I am a child of Surrealism, Abstract Expressionism, Structuralism and Extremism. There are too many figures to name who I draw influence from. Some which are Salvador Dali, Frida Kahlo, Kandinsky, Miro, Chagall, Louise Bourgeois, Jacques Lacan, Derrida, Saussure, Luis Bunuel, Alejandro Jodorowsky, Sergei Parajanov, akira kurosawa, Abbas Kiarostami, Marina Abramovic, Ai Weiwei, Zhang Huan, Nam June Paik, Wangechi Mutu, Buddhist Thangka paintings, my father Tsogo Mijid.

TAPPAN

Are there any quotes or mantras that you particularly connect with?

ERIKO TSOGO

“Start where you are, Use what you have, Do what you can.”
“The Wound is the Place Where the Light Enters You”
“Nothing ever goes away until it has taught us what we need to know.”
“When I let go of what I am, I become what I might be.”

TAPPAN

What do you listen to when creating?

ERIKO TSOGO

Buddhist mantras, podcasts, music, films, audiobooks, documentaries and docu-series.

TAPPAN

What makes you laugh?

ERIKO TSOGO

Taking oneself too seriously. Death, drama. Mr. Bean. My family. The feeling of novelty brings me most joy.

TAPPAN

What makes you nervous?

ERIKO TSOGO

Monotony, sedentary lifestyle. Uncertainty, politics, America, bondage, lack for an alternative.

TAPPAN

What makes you excited about the future?

ERIKO TSOGO

My hope for humanity and compassion propels me. I am the last of the fast vanishing nomadic Mongol ethnicity.
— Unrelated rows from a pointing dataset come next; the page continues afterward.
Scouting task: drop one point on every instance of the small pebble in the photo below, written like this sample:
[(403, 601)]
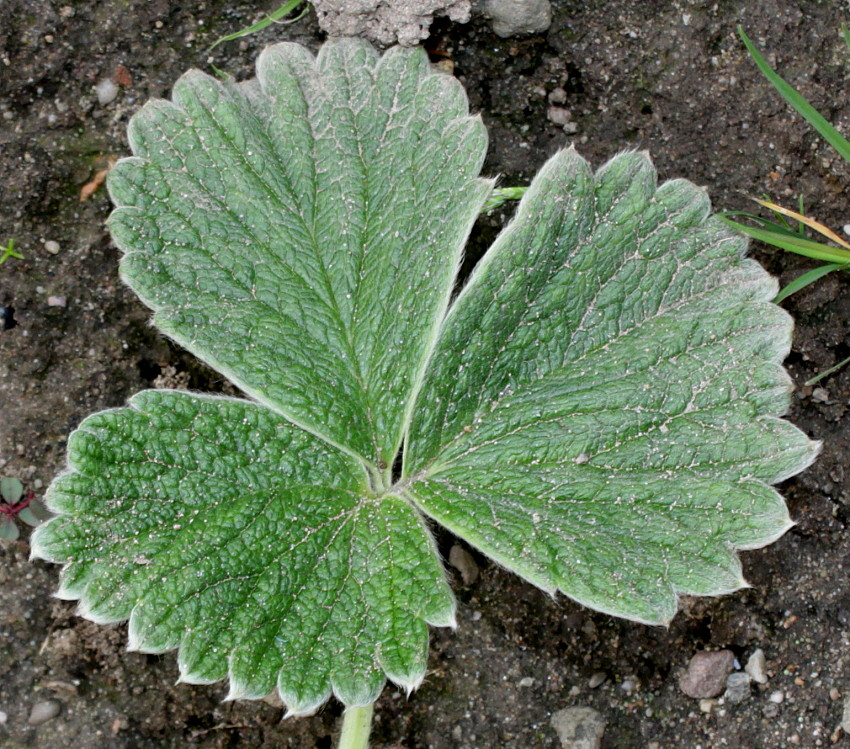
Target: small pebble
[(106, 91), (579, 727), (43, 711), (845, 718), (757, 667), (770, 710), (558, 115), (597, 680), (737, 688), (557, 96), (706, 674)]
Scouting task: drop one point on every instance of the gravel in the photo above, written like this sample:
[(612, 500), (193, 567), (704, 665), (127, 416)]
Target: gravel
[(706, 674), (43, 711), (579, 727)]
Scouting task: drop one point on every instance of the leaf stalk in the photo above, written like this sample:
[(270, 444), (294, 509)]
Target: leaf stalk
[(356, 726)]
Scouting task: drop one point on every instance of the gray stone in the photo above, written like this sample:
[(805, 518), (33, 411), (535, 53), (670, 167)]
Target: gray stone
[(386, 22), (558, 115), (43, 711), (845, 718), (106, 92), (579, 727), (512, 17), (737, 688), (597, 679), (557, 96), (706, 674), (757, 667)]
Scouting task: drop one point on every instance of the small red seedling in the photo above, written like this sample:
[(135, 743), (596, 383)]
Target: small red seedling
[(15, 504)]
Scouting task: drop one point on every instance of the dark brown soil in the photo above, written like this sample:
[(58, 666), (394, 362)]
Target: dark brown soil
[(671, 77)]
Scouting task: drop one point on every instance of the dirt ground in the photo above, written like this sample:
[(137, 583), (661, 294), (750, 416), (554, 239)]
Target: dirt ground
[(669, 76)]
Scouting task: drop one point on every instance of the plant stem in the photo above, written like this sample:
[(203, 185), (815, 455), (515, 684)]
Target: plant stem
[(356, 725)]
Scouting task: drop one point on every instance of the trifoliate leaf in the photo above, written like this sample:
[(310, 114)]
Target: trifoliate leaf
[(597, 411), (218, 528), (301, 232), (600, 415)]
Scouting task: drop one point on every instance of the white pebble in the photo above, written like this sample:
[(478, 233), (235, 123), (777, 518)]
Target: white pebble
[(43, 711), (756, 667), (106, 91)]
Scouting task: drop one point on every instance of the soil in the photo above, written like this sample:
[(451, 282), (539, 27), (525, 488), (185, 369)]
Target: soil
[(668, 76)]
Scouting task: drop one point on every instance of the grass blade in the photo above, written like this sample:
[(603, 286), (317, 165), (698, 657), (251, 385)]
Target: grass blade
[(827, 372), (806, 247), (277, 15), (816, 120), (807, 278)]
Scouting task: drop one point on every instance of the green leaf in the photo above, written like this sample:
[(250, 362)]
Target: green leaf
[(8, 530), (301, 232), (597, 410), (258, 550), (11, 489), (600, 412)]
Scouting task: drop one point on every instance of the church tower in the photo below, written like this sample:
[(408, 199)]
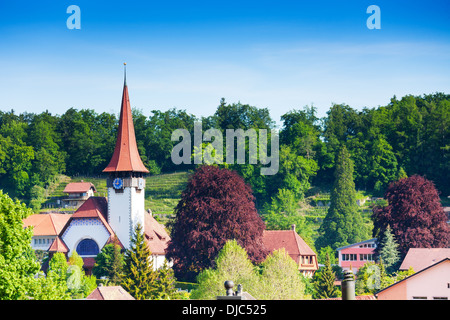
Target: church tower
[(126, 181)]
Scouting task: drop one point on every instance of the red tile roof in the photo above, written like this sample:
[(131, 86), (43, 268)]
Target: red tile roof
[(126, 155), (88, 262), (288, 239), (421, 258), (79, 187), (157, 237), (109, 293), (92, 208), (46, 224)]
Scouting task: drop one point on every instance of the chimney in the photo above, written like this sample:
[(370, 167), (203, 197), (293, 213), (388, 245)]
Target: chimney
[(348, 286)]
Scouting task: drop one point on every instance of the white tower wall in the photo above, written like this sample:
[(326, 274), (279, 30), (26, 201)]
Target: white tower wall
[(126, 208)]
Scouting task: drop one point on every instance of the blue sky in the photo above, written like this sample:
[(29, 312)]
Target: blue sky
[(282, 55)]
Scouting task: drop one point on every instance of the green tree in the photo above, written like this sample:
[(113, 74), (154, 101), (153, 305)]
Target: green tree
[(165, 283), (343, 223), (138, 274), (232, 263), (323, 282)]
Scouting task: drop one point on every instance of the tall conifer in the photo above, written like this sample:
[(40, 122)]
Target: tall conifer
[(343, 223)]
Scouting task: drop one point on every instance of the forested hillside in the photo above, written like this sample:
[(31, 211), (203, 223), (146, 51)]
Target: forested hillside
[(407, 136)]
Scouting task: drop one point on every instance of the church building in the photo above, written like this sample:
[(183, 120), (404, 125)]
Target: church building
[(98, 220)]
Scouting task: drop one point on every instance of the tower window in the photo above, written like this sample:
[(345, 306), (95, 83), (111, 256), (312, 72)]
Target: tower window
[(87, 247)]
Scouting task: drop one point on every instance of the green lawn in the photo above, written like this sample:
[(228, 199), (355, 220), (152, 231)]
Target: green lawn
[(162, 192)]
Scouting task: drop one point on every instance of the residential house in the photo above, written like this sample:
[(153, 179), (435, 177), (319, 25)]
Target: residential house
[(77, 193), (295, 246), (46, 229), (354, 256), (430, 283), (109, 293)]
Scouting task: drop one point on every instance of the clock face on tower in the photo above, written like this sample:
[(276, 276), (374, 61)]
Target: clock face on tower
[(117, 183)]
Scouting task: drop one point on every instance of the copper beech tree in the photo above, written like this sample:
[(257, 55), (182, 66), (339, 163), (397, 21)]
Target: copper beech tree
[(216, 206)]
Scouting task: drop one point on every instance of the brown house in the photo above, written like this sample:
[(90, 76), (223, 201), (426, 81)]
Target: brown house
[(295, 246), (77, 193)]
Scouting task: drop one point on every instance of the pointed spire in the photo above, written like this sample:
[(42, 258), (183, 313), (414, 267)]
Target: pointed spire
[(124, 74), (126, 156)]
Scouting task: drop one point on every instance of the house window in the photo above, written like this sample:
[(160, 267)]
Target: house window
[(87, 247), (349, 257)]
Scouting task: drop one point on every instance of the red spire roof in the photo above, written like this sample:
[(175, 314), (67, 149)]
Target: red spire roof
[(126, 155)]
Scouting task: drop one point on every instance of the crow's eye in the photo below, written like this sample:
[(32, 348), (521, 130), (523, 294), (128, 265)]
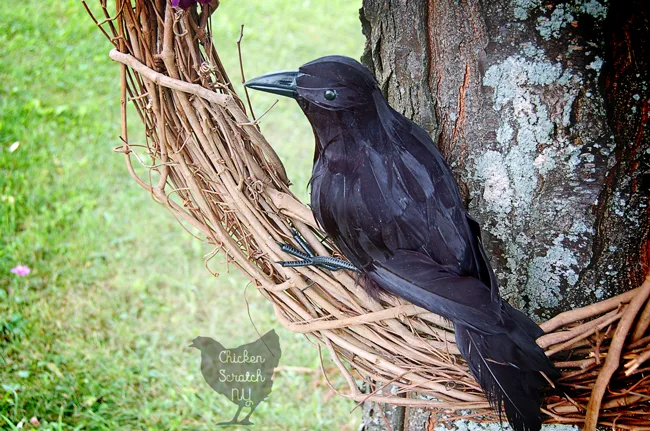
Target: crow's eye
[(330, 94)]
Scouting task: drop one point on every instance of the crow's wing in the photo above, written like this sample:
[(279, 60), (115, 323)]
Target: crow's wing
[(417, 278)]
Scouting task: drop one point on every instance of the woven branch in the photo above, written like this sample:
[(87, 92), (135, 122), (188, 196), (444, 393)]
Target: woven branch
[(215, 172)]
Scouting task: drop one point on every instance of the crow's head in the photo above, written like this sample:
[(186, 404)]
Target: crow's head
[(332, 83)]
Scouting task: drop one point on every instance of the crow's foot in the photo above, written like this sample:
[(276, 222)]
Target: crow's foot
[(308, 258)]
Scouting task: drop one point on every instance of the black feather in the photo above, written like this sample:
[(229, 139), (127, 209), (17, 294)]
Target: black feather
[(384, 193)]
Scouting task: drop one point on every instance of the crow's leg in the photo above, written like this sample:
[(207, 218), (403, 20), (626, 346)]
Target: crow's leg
[(233, 421), (308, 258)]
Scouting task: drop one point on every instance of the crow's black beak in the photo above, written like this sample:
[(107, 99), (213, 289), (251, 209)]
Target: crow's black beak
[(282, 83)]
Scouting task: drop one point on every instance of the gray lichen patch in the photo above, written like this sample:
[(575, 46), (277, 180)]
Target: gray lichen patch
[(538, 169), (467, 425), (550, 26)]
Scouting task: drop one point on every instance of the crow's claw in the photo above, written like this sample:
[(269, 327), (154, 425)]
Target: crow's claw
[(308, 258)]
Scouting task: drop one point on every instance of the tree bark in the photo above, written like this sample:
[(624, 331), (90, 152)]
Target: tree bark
[(541, 109)]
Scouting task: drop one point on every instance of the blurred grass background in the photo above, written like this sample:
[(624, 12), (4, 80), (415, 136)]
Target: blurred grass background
[(96, 337)]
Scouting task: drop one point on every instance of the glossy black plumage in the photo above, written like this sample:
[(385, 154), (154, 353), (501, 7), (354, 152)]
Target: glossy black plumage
[(383, 192)]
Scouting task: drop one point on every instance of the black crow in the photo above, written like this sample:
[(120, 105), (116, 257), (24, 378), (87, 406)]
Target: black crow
[(385, 195), (243, 374)]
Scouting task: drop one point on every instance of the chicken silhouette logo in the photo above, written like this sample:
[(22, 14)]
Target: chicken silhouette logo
[(244, 374)]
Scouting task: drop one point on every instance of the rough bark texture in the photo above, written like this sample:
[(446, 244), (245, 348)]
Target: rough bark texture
[(541, 109)]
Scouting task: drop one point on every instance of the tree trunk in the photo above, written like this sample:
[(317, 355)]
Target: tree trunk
[(541, 109)]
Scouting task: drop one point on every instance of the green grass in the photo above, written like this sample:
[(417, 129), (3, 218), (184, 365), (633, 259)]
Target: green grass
[(96, 336)]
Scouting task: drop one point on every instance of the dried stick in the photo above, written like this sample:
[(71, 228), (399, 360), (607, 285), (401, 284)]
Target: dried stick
[(614, 354)]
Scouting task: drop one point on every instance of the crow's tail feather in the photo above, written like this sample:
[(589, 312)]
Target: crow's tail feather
[(507, 366)]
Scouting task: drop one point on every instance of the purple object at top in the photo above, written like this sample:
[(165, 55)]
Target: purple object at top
[(186, 4)]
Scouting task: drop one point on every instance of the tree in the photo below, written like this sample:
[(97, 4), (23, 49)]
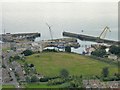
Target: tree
[(64, 73), (34, 78), (105, 71), (68, 49), (27, 52)]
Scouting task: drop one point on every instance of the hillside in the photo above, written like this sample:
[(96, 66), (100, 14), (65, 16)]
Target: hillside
[(51, 63)]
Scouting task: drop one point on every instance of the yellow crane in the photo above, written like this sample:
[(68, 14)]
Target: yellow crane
[(104, 32)]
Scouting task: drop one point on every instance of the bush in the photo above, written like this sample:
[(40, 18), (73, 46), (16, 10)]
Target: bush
[(34, 79), (99, 52), (64, 73), (27, 52), (28, 79), (105, 72), (44, 79)]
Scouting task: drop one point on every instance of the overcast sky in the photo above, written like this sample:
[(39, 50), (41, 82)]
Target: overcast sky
[(91, 17)]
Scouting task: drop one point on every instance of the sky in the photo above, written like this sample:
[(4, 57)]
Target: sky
[(92, 17)]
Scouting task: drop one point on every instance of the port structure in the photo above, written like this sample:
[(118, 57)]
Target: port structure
[(83, 37)]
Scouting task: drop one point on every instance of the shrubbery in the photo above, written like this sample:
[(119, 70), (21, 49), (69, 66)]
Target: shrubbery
[(27, 52)]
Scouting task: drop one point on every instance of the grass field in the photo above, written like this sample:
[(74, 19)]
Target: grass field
[(40, 86), (7, 86), (51, 63)]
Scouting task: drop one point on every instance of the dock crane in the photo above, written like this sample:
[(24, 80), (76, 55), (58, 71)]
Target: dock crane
[(49, 27), (104, 32)]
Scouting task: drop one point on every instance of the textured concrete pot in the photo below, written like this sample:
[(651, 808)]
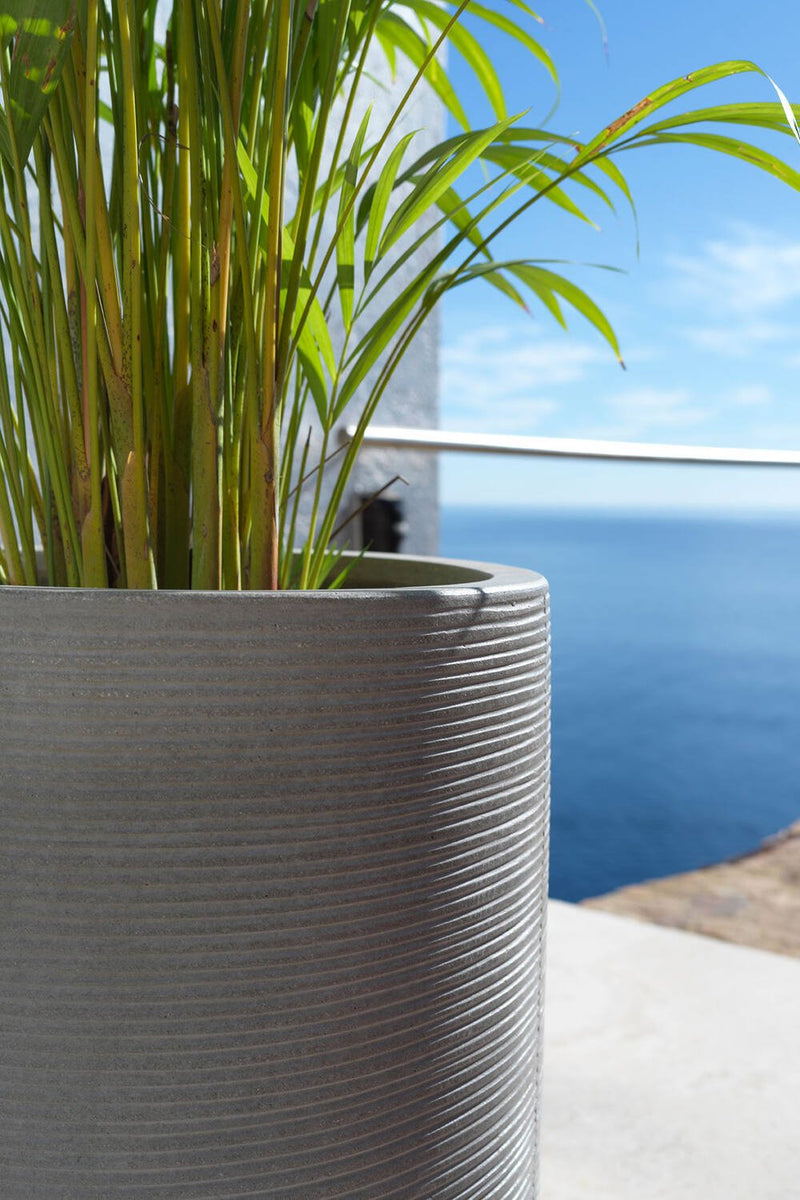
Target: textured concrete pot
[(272, 879)]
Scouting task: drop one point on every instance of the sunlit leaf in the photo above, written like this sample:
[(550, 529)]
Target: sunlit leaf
[(41, 31)]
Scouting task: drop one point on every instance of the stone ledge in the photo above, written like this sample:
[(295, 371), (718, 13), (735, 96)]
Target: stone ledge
[(752, 900)]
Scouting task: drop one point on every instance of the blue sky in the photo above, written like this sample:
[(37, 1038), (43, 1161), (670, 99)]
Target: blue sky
[(707, 315)]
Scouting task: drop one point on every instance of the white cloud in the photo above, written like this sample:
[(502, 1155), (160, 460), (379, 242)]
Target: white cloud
[(741, 291), (497, 378), (749, 395), (643, 413), (751, 271)]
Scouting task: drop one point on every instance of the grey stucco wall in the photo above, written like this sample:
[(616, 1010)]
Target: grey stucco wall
[(411, 397)]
I see my future on a global scale outside of America. I seek to spread my wings. I look forward to a time when the current Covid pandemic has resolved itself and for society to resume anew, better. I am excited to travel the world in the next decade and learn from experiential wisdom. I look forward to the day I can return to my country Mongolia, to pay homage to my ancestors and heal the deep inner void. I look forward to the experience of motherhood and to start my own family. As I evolve in personhood, I am eager to see how it transfers and evolves my art practice.

Beyond that, to perpetually survive and thrive.